The VMware KB here describes it this way:
“vSAN daemons may still have issues, but this test does a very basic check to make sure that they are still running. If this reports an error, the state of the CLOMD, EPD, and CMMDSD service(s) is not working as expected and needs to be checked on the relevant ESXi host. A good way to further probe into CLOMD health is to perform a virtual machine creation test (Proactive tests), as this involves object creation that will exercise and test CLOMD thoroughly. For more information about this issue, refer to the following article: vSAN CLOMD daemon may fail when trying to repair objects with 0 byte components (2149968)“
Interestingly for me, this was an issue that was only with the EPD component of the vSAN daemon check.
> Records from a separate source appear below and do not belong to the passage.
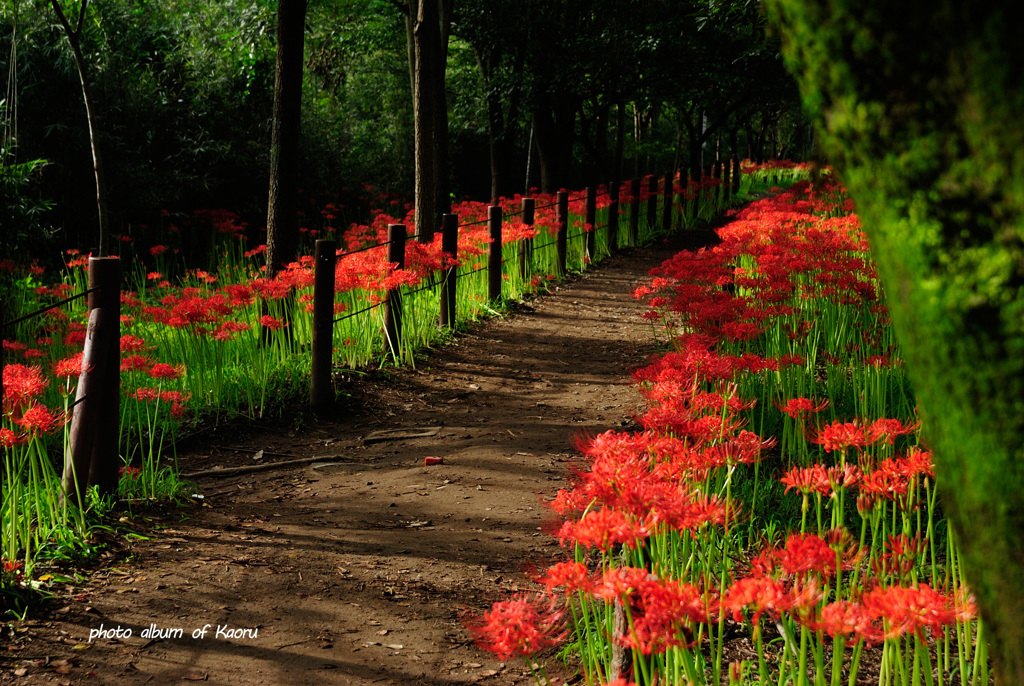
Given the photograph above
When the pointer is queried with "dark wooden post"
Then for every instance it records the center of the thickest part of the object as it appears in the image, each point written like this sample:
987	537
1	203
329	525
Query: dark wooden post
717	171
88	414
562	223
526	245
697	190
727	180
651	203
104	274
590	219
668	200
635	211
321	380
450	248
495	253
613	217
392	305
The other two checks were normal. The check performs checks on the following:
- COMD
- EPD
- CMMDSD
From the KB:
Data node of stretched cluster | Witness node of stretched cluster | Data node of metadata cluster | Metadata node of metadata cluster | |
CLOMD | Yes | No | Yes | Yes |
EPD | Yes | No | Yes | No |
CMMDSD | Yes | Yes | Yes | Yes |
Troubleshooting
According to the KB, you can try a few things for troubleshooting purposes including the following:
For me, I only had an issue with the EPD service. When I run the relevant commands for only that service, I received the following:
As you can see, manually attempting to start the service fails with the error:
- EPD uses a ramdisk for the db file
On the left, I have the server that is “unhealthy” and on the right, I have a server that is “healthy” from the vSAN daemon liveness checks. As you can see, the server on the right, there are two files:
- epd-store.db
- epd-store.db-journal
So, with a couple of these findings, is it corruption? I am running the ESXi 7.0 hosts booting from USB devices.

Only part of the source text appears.